Functies binnen de dierenambulance

Er zijn verschillende functies die medewerkers binnen de dierenambulance kunnen vervullen:

Centralist
De centralist neemt de telefoontjes aan, geeft zo veel mogelijk advies per telefoon en selecteert welke gevallen zwaarder wegen en in welke volgorde de ritten gedaan moeten worden. Daarnaast regelt hij afspraken bij dierenartsen, zorgt voor de communicatie met dierenasiels, en andere hulpdiensten, zoals politie en brandweer, mocht dat nodig zijn.

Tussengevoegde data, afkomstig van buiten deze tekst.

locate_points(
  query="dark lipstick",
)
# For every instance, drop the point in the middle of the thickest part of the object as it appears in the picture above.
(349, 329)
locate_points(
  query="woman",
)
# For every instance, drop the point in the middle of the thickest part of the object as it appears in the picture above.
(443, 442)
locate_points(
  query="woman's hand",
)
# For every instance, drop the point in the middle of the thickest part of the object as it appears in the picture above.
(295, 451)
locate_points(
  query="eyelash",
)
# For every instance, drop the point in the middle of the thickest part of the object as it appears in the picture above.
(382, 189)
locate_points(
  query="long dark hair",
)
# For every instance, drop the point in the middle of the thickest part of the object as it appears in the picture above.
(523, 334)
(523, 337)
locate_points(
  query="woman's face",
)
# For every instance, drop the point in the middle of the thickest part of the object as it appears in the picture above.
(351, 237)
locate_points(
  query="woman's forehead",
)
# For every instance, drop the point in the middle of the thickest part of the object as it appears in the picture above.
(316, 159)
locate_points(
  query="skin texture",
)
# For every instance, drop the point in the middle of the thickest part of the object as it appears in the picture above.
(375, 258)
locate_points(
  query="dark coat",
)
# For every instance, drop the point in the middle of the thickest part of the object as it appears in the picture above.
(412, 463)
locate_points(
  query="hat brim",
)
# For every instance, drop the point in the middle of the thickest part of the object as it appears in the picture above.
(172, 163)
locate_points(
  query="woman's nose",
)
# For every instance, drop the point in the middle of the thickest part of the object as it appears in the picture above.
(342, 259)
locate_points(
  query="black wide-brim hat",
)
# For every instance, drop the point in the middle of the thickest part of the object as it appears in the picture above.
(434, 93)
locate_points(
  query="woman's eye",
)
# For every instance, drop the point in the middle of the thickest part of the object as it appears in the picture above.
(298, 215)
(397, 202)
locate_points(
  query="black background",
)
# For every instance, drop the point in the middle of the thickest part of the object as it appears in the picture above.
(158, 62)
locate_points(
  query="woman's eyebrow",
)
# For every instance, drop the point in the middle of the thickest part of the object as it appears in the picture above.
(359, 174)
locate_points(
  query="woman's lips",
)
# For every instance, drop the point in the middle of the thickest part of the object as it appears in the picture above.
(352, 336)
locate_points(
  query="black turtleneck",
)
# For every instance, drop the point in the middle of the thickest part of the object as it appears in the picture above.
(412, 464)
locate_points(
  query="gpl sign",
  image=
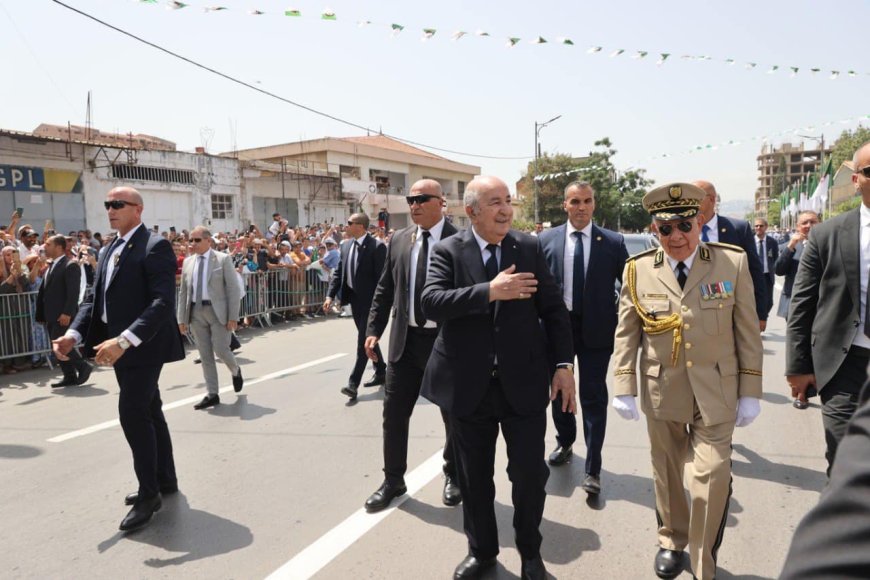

Daarnaast draagt een centralist zorg voor de administratie van de rittenrapporten.

Chauffeur
De chauffeur is degene die naar de plaats van een ongeval toe rijdt. Hij/zij heeft bij voorkeur een bijrijder bij zich, die voor hem of haar bijvoorbeeld de communicatie met de centrale onderhoudt, of meehelpt met het helpen van de dieren in nood. Eenmaal ter plaatse, wordt bekeken wat de ernst van de situatie is en of een dier met spoed naar een dierenarts moet. Chauffeur en bijrijder moeten – naast kennis van dieren en EHBO – goede sociale vaardigheden hebben om eigenaren van de dieren op te kunnen vangen.

Kantoor- en beleidspersoneel
Dat ervoor zorgt dat de financiële administratie in orde is en dat de gegevens van collectanten en donateurs goed bijgehouden worden. Vaak zijn er ook mensen nodig die met de gemeente regelingen treffen, voornamelijk over zwerfdieren en wilde dieren, omdat de zorg voor die dieren wettelijk gezien onder de verantwoordelijkheid valt van de gemeente, maar regelmatig wordt opgevangen door de dierenambulance.

Dierverzorger
Soms is er bij een dierenambulance ook een opvang, waar dieren tijdelijk terechtkunnen tot er een betere plek voor ze gevonden wordt. Katten en honden kunnen meestal direct in het asiel terecht, maar voor konijnen, kippen, hanen en geiten ligt dat anders. Een aantal dierenambulances hebben een eigen dierentehuis.